One of the companies in Ireland is Apple Operations International; a holding company without employees or activity. Internationals sales are transferred to this company which serves as a financing company for Apple - also referred to as a treasure chest.
In the US Apple did pay takes from whatever was transferred from Ireland. Now the EU has reacted and claims that Apple has made an illegal deal with Ireland; calling it "illegal Irish state aid".
Apple is not the only company with this kind of tax planing so companies like Starbucks and Fiat should be worried too.
So far, the focus is on three separate cases – Ireland's treatment of Apple, the Netherlands' arrangement with Starbucks, and Luxembourg's treatment of Fiat
It is hard to see how these companies have done anything wrong - the EU must be criticising Ireland, The Netherlands and Luxembourg here and not the companies that have struck the deal.
Apple claims that they have accepted a deal from the Irish in a situation where they wanted to recruit Tech companies.
Apple boss Tim Cook told the US Senate under oath last year that agreements had been struck by the company's founder Steve Jobs in Dublin in the 1980s. Cook said Ireland was "very much recruiting tech companies" and "did give us a tax incentive agreement to enter there"

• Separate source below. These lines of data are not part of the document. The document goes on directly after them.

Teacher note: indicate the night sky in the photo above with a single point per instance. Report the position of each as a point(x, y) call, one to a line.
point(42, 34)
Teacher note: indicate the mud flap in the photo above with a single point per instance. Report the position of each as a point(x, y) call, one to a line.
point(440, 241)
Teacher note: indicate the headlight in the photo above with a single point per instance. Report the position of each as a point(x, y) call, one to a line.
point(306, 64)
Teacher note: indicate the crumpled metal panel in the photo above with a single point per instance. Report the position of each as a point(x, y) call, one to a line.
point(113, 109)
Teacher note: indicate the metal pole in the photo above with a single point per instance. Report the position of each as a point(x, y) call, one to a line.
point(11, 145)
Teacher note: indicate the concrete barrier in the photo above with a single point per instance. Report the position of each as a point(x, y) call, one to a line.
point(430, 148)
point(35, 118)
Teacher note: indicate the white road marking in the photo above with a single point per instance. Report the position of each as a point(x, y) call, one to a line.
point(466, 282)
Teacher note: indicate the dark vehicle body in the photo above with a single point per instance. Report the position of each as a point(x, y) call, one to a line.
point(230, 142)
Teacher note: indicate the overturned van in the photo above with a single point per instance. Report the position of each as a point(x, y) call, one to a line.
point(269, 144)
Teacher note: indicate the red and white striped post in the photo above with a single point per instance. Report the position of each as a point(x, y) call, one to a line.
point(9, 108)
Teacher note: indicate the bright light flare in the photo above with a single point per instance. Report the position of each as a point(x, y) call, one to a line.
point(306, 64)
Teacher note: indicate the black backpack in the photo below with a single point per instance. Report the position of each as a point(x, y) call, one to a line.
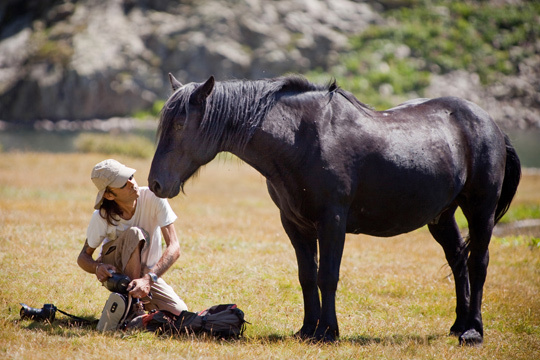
point(223, 321)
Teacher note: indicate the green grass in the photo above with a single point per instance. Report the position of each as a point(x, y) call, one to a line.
point(395, 298)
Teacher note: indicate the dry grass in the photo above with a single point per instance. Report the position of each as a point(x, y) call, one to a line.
point(395, 298)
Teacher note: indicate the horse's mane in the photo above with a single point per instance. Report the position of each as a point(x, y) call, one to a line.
point(235, 108)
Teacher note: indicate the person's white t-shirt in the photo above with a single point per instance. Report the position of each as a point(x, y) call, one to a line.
point(151, 214)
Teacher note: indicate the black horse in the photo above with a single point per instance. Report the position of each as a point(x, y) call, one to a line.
point(335, 166)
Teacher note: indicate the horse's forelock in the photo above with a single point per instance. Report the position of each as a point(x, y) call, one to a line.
point(173, 107)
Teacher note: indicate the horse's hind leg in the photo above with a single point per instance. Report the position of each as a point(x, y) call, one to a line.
point(481, 222)
point(447, 233)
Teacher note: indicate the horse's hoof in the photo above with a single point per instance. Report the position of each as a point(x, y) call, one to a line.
point(471, 338)
point(305, 334)
point(327, 336)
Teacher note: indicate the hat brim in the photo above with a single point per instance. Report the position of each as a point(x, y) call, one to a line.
point(121, 179)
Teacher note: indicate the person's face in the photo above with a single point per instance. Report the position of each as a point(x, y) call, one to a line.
point(128, 192)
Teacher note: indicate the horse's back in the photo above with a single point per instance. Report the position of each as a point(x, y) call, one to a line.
point(423, 155)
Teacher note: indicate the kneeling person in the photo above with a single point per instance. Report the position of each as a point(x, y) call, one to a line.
point(129, 221)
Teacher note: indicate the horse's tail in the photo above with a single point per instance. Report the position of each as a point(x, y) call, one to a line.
point(512, 175)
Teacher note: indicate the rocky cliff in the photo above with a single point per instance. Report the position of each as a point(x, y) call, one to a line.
point(87, 59)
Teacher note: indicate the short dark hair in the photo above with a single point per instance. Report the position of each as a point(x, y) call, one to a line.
point(109, 209)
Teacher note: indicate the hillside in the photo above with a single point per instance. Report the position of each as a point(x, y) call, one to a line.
point(85, 59)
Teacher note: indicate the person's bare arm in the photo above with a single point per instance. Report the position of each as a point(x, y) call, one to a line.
point(88, 264)
point(141, 287)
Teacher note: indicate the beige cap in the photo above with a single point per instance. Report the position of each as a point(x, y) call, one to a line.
point(109, 173)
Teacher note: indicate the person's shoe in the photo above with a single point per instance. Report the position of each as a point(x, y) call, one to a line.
point(112, 313)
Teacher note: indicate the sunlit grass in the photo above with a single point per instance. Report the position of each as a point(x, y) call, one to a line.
point(130, 144)
point(395, 298)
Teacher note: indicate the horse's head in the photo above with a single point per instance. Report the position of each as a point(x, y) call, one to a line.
point(181, 148)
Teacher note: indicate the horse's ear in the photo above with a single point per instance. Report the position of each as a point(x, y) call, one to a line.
point(203, 91)
point(174, 83)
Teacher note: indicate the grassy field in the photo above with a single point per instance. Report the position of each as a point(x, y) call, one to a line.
point(395, 298)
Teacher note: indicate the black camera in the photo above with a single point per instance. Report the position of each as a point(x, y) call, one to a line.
point(46, 313)
point(118, 283)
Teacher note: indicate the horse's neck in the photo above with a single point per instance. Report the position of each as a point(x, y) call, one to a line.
point(269, 152)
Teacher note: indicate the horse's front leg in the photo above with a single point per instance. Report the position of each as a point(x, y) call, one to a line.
point(331, 233)
point(305, 246)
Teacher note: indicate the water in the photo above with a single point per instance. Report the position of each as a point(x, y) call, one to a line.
point(527, 143)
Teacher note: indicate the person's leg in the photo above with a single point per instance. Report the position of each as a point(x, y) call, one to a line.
point(164, 298)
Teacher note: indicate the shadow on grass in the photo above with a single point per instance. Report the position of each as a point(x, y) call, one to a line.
point(361, 340)
point(64, 325)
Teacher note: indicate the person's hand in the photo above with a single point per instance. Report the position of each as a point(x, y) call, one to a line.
point(104, 271)
point(139, 288)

Since Apple is a big employer in Ireland the Irish government will fight this and maintain that they have not breached the EU state aid regulations.
Apple, which is now the second biggest employer in Cork, where its international headquarters are based, says it pays all taxes due. Commission experts say it paid just 3.7% tax on non-US profits of $31bn last year. The Irish government has rejected suggestions of a special deal with Apple. Dublin said it was confident that Ireland had not breached state aid rules and would defend its position vigorously
Anyone with a deal that is to good to be true should be worried, the EU has set out to make sure that the taxes are paid where the revenues are made and not:
..allow profits to be shifted from the country where the revenues are generated to another where corporation tax rates are lower.